2026-01-14 09:50:26 +08:00

prettier.config.js

chore: create frontend project from boilerplate

2026-01-14 09:50:26 +08:00

README.md

docs: align runtime docs with gateway mode (#2868 )

2026-05-12 16:19:21 +08:00

tsconfig.json

feat: implement the first version of landing page

2026-01-23 13:24:03 +08:00

vitest.config.ts

feat(frontend): set up Vitest frontend testing infrastructure with CI workflow (#2147 )

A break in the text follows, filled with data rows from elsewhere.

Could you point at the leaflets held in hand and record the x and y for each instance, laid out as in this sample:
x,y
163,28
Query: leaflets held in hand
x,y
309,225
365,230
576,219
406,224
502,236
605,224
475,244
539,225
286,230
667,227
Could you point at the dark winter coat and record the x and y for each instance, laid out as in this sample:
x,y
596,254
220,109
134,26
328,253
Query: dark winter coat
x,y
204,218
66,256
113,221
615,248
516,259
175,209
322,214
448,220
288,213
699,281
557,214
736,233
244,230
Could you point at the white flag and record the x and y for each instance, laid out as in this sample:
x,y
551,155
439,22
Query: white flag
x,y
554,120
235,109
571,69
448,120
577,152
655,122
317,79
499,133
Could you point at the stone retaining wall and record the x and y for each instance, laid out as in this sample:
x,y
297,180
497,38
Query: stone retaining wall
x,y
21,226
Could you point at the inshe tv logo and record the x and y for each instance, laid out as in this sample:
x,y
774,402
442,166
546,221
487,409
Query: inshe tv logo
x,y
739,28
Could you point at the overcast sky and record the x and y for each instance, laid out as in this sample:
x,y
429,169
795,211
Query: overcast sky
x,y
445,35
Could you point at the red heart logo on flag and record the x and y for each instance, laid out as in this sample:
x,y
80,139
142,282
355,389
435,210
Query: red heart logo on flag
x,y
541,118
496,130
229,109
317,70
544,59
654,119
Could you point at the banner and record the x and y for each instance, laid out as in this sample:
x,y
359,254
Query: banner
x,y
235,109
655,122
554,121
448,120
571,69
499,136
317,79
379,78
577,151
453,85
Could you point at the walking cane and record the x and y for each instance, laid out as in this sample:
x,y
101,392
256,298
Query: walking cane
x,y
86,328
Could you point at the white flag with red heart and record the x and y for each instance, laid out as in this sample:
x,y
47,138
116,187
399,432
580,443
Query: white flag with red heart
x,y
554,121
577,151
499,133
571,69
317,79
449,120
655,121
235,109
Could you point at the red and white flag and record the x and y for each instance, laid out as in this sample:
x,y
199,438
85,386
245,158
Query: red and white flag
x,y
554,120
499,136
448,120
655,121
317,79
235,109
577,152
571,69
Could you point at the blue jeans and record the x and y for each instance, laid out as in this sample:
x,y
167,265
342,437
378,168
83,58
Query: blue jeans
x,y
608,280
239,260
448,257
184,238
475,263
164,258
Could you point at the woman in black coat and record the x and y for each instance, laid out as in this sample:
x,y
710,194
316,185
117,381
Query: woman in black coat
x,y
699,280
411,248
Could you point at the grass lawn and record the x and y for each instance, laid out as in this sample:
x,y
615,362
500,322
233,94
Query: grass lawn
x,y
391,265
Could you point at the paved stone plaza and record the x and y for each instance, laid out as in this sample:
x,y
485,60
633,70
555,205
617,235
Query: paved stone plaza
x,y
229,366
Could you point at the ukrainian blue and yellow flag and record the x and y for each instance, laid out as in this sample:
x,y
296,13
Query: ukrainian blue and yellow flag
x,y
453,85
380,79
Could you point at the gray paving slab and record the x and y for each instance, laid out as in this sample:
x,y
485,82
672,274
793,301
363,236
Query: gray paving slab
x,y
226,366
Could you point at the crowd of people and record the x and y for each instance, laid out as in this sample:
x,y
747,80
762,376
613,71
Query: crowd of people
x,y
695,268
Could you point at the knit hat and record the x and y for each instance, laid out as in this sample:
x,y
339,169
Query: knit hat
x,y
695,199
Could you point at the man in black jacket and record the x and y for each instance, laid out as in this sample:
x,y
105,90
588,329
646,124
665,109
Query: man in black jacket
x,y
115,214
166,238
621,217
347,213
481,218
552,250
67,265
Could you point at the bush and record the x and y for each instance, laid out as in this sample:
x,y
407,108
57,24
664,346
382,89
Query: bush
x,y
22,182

2026-04-12 18:00:43 +08:00

README.md

DeerFlow Frontend

Like the original DeerFlow 1.0, we would love to give the community a minimalistic and easy-to-use web interface with a more modern and flexible architecture.

Tech Stack

Framework: Next.js 16 with App Router
UI: React 19, Tailwind CSS 4, Shadcn UI, MagicUI and React Bits
AI Integration: LangGraph SDK and Vercel AI Elements

Quick Start

Prerequisites

Node.js 22+
pnpm 10.26.2+

Installation

# Install dependencies
pnpm install

# Copy environment variables
cp .env.example .env
# Edit .env with your configuration

Development

# Start development server
pnpm dev

# The app will be available at http://localhost:3000

Build & Test

# Type check
pnpm typecheck

# Check formatting
pnpm format

# Apply formatting
pnpm format:write

# Lint
pnpm lint

# Run unit tests
pnpm test

# One-time setup: install Playwright Chromium browser
pnpm exec playwright install chromium

# Run E2E tests (builds and starts production server automatically)
pnpm test:e2e

# Build for production
pnpm build

# Start production server
pnpm start

Site Map

├── /                    # Landing page
├── /chats               # Chat list
├── /chats/new           # New chat page
└── /chats/[thread_id]   # A specific chat page

Configuration

Environment Variables

Key environment variables (see .env.example for full list):

# Backend API URL (optional, uses local Next.js/nginx proxy by default)
NEXT_PUBLIC_BACKEND_BASE_URL="http://localhost:8001"
# LangGraph-compatible API URL (optional, uses local Next.js/nginx proxy by default)
NEXT_PUBLIC_LANGGRAPH_BASE_URL="http://localhost:8001/api"

Project Structure

tests/
├── e2e/                    # E2E tests (Playwright, Chromium, mocked backend)
└── unit/                   # Unit tests (mirrors src/ layout)
src/
├── app/                    # Next.js App Router pages
│   ├── api/                # API routes
│   ├── workspace/          # Main workspace pages
│   └── mock/               # Mock/demo pages
├── components/             # React components
│   ├── ui/                 # Reusable UI components
│   ├── workspace/          # Workspace-specific components
│   ├── landing/            # Landing page components
│   └── ai-elements/        # AI-related UI elements
├── core/                   # Core business logic
│   ├── api/                # API client & data fetching
│   ├── artifacts/          # Artifact management
│   ├── config/              # App configuration
│   ├── i18n/               # Internationalization
│   ├── mcp/                # MCP integration
│   ├── messages/           # Message handling
│   ├── models/             # Data models & types
│   ├── settings/           # User settings
│   ├── skills/             # Skills system
│   ├── threads/            # Thread management
│   ├── todos/              # Todo system
│   └── utils/              # Utility functions
├── hooks/                  # Custom React hooks
├── lib/                    # Shared libraries & utilities
├── server/                 # Server-side code
│   └── better-auth/        # Authentication setup and session helpers
└── styles/                 # Global styles

Scripts

Command	Description
`pnpm dev`	Start development server with Turbopack
`pnpm build`	Build for production
`pnpm start`	Start production server
`pnpm test`	Run unit tests with Vitest
`pnpm test:e2e`	Run E2E tests with Playwright
`pnpm format`	Check formatting with Prettier
`pnpm format:write`	Apply formatting with Prettier
`pnpm lint`	Run ESLint
`pnpm lint:fix`	Fix ESLint issues
`pnpm typecheck`	Run TypeScript type checking
`pnpm check`	Run both lint and typecheck

Development Notes

Uses pnpm workspaces (see packageManager in package.json)
Turbopack enabled by default in development for faster builds
Environment validation can be skipped with SKIP_ENV_VALIDATION=1 (useful for Docker)
Backend API URLs are optional; nginx proxy is used by default in development

License

MIT License. See LICENSE for details.